Again, we're skipping a lot of narrative here.
Most of the disaster portion of the book is centered around survivor guilt, for lack of a better term. what Krakauer could have done to save people if he;d been in better condition. (For instance, in his hypoxia, Krakauer managed to mistake a 130 pound American for a 200 pound New Zealander guide. Thinking the guide had returned safely to camp, he reported it as such. Then he found crampon tracks leading off the Lhotse face that he thought might have belonged to the guide. Found out those belonged to one of the Sherpas who'd overshot the Col. Come to find out the guide had gone to find Hall and Hansen to deliver more oxygen.)
Anyway, Adventure Consultants managed to lose 4 of the 6 members who summited. Mountain Madness managed to lose one guide, who happened to be the owner. On the other side of the mountain, 3 Indo-Tibetan climbers managed to die. Including one who now has the ignominious role of landmark and the nickname Green Boots.
Green Boots, as photographed by
Dominic Goff, published in Smithsonian
There were other fatalities that season, but the 8 killed in one day was something of a record. Although, as Krakauer points out, the grand total of 12 fatalities for the 1996 Spring climbing season is lower than normal.
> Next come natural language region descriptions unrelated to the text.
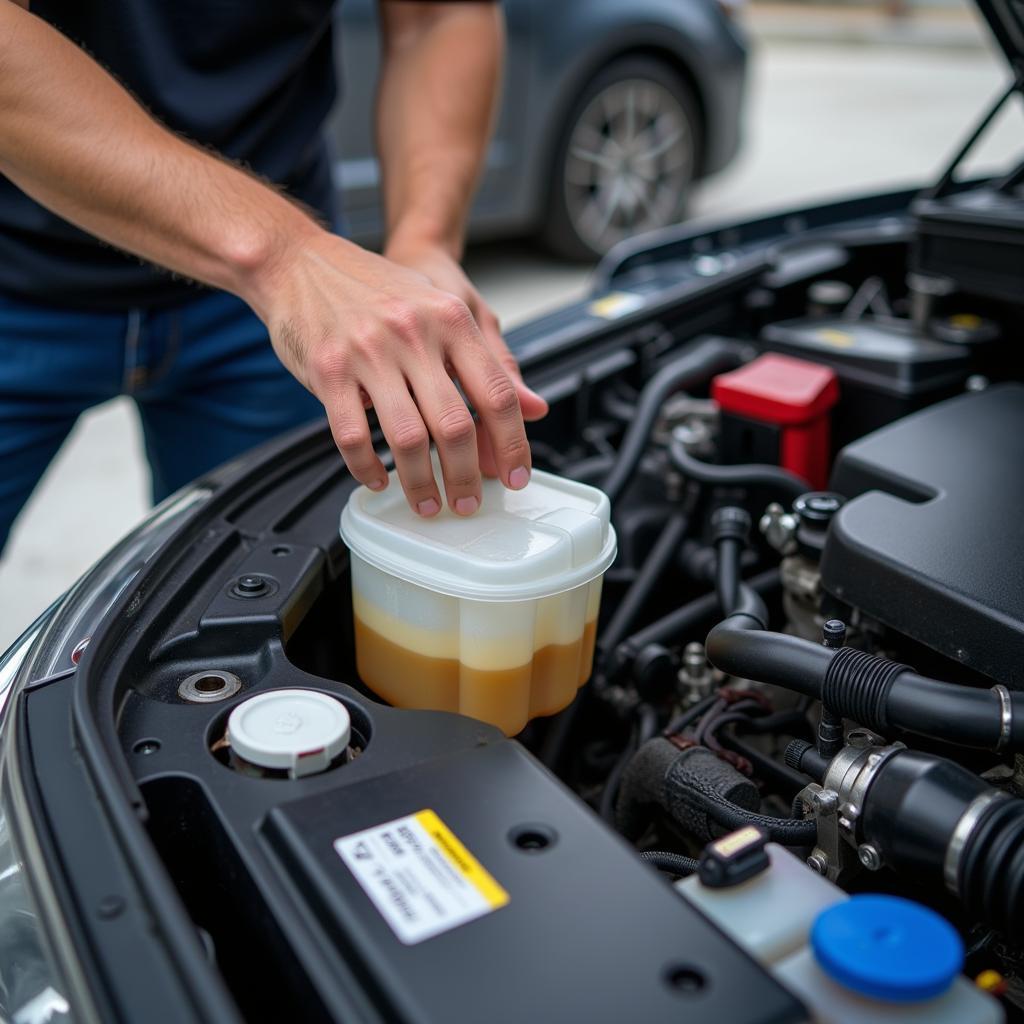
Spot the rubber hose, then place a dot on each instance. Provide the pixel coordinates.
(691, 615)
(693, 366)
(751, 475)
(991, 868)
(673, 863)
(784, 830)
(875, 691)
(653, 567)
I knew from previous research that there was a bit of controversy with Into Thin Air, mainly with his portrayals of Mountain Madness guide Anatoli Boukreev, and to a lesser extent, socialite climber Sandy Hill Pittman. In fact, Boukreev and a partner (Gary DeWitt) wrote a rebuttal titled The Climb. The rebuttal to this rebuttal makes up an postscript in Krakauer's book.
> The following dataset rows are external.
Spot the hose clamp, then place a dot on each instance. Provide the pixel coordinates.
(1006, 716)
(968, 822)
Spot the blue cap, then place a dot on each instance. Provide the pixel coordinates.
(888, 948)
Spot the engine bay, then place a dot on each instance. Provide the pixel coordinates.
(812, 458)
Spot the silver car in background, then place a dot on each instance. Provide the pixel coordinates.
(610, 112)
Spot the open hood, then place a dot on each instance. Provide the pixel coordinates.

For my part, I'm not a climber. The closest to high altitude I've made it involves a trip to Colorado at a much younger age. I will say that I understand why Krakauer thinks Boukreev was in the wrong for not using oxygen and descending well ahead of any of the folks he was supposed to be guiding up to the summit. But, oddly enough, had Boukreev done that, he likely would have died with the others above the South Summit instead of being able to run search and rescue in the storm. By all accounts, Boukreev and Krakauer had reached detente prior to Boukreev's death in an avalanche on Annapurna I in 1997.
Really, I enjoyed this book. It makes an interesting companion to Everest: IMAX, since thinks glossed over in one are discussed more thoroughly in the other. And particularly in light of the current Sherpa strike in Nepal, it's quite interesting to see how long the problems have been here, and how few answers are available that would actually be feasible.